Moreover, Wall Street had an astonishing bull run from April to August after facing setbacks in September and October. However, the market regained its momentum in November on vaccine hopes. Additionally, the U.S. housing market remained robust during the pandemic period.
Our Top Picks
At this stage, it will be prudent to invest in retail stocks with a favorable Zacks Rank. We have narrowed down our search to five such retail stocks that have a strong growth potential and witnessed robust earnings estimate revisions in the last 30 days. Each of our picks sports a Zacks Rank #1 (Strong Buy). You can see the complete list of today’s Zacks #1 Rank stocks here.
The chart below shows the price performance of our five picks in the past six months.
Nautilus Inc.
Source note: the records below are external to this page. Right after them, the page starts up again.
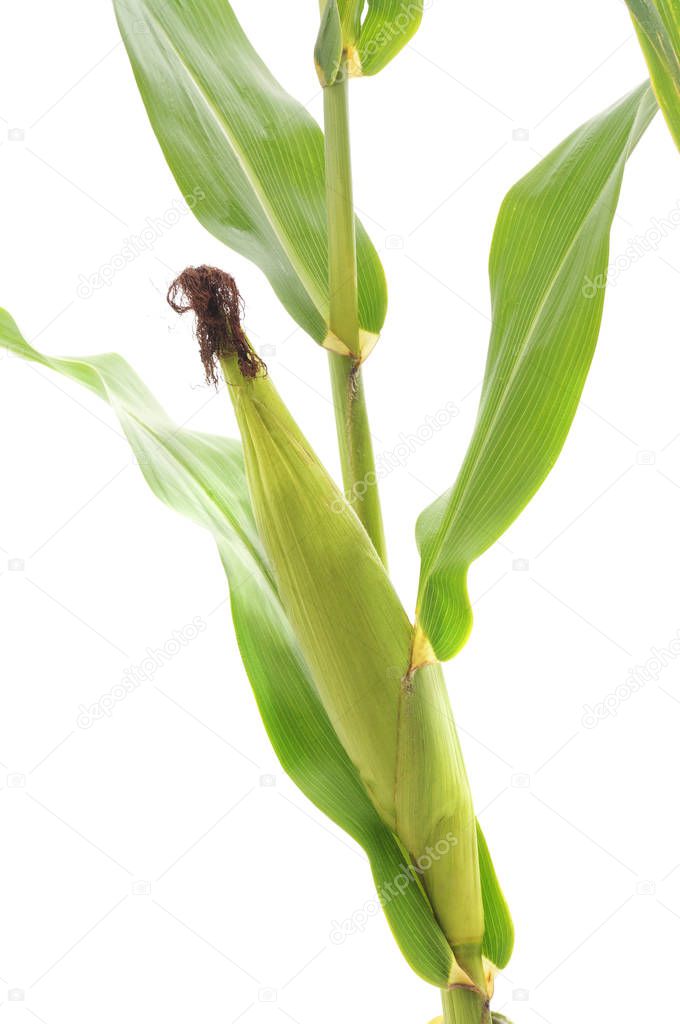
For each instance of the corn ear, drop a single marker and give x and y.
(395, 725)
(393, 721)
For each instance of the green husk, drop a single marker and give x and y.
(391, 716)
(394, 723)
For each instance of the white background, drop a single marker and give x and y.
(240, 882)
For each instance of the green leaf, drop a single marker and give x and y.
(499, 930)
(328, 52)
(387, 28)
(248, 157)
(350, 15)
(203, 477)
(548, 273)
(657, 26)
NLS is a fitness solutions company, which designs, develops, sources, and markets cardio and strength fitness products, and related accessories for consumer and commercial use in the United States, Canada and internationally. It operates in two segments, Direct and Retail.
The company has expected earnings growth of more than 100% for the current year. The Zacks Consensus Estimate for the current year has improved 87.2% over the last 30 days. The stock price has rallied 206% in the past six months.
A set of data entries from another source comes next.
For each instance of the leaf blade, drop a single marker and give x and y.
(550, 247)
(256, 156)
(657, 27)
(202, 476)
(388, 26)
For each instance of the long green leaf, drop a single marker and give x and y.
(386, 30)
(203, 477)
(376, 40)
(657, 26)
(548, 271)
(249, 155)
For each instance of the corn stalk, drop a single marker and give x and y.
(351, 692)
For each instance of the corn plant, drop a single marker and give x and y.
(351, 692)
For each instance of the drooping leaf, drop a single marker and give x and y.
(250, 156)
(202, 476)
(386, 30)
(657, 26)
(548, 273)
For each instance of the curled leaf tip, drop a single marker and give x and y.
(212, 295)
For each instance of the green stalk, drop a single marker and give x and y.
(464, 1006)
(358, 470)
Tapestry Inc. TPR provides luxury accessories and branded lifestyle products in the United States, Japan, China, Hong Kong, Macau, Taiwan, Europe, Canada, South Korea, Malaysia, Singapore, Australia, and New Zealand. It operates through three segments: Coach, Kate Spade, and Stuart Weitzman.
The company has an expected earnings growth rate of more than 100% for the current year (ending June 2021). The Zacks Consensus Estimate for the current year has improved 0.4% over the last 7 days. The stock price has jumped 106.5% in the past six months.
Brinker International Inc. EAT owns, develops, operates, and franchises casual dining restaurants in the United States and internationally. The company has an expected earnings growth rate of 61.4% for the current year (ending June 2021). The Zacks Consensus Estimate for the current year has improved 30.2% over the past 30 days. The stock price has climbed 102.2% in the past six months.
MarineMax Inc. HZO is the largest recreational boat and yacht retailer in the United States. It sells new and used recreational boats, including pleasure boats, motor and convertible yachts, pontoon boats, fishing boats, ski boats and jet boats.
The company has an expected earnings growth rate of 12% for the current year (ending September 2021). The Zacks Consensus Estimate for the current year has improved 53.8% over the past 30 days. The stock price has soared 80.9% in the past six months.
Haverty Furniture Companies Inc. HVT operates as a specialty retailer of residential furniture and accessories in the United States. It offers furniture merchandise under the Havertys brand name.
The company has an expected earnings growth rate of 21.4% for the current year. The Zacks Consensus Estimate for the current year has improved 47.9% over the past 30 days. The stock price has surged 76.2% in the past six months.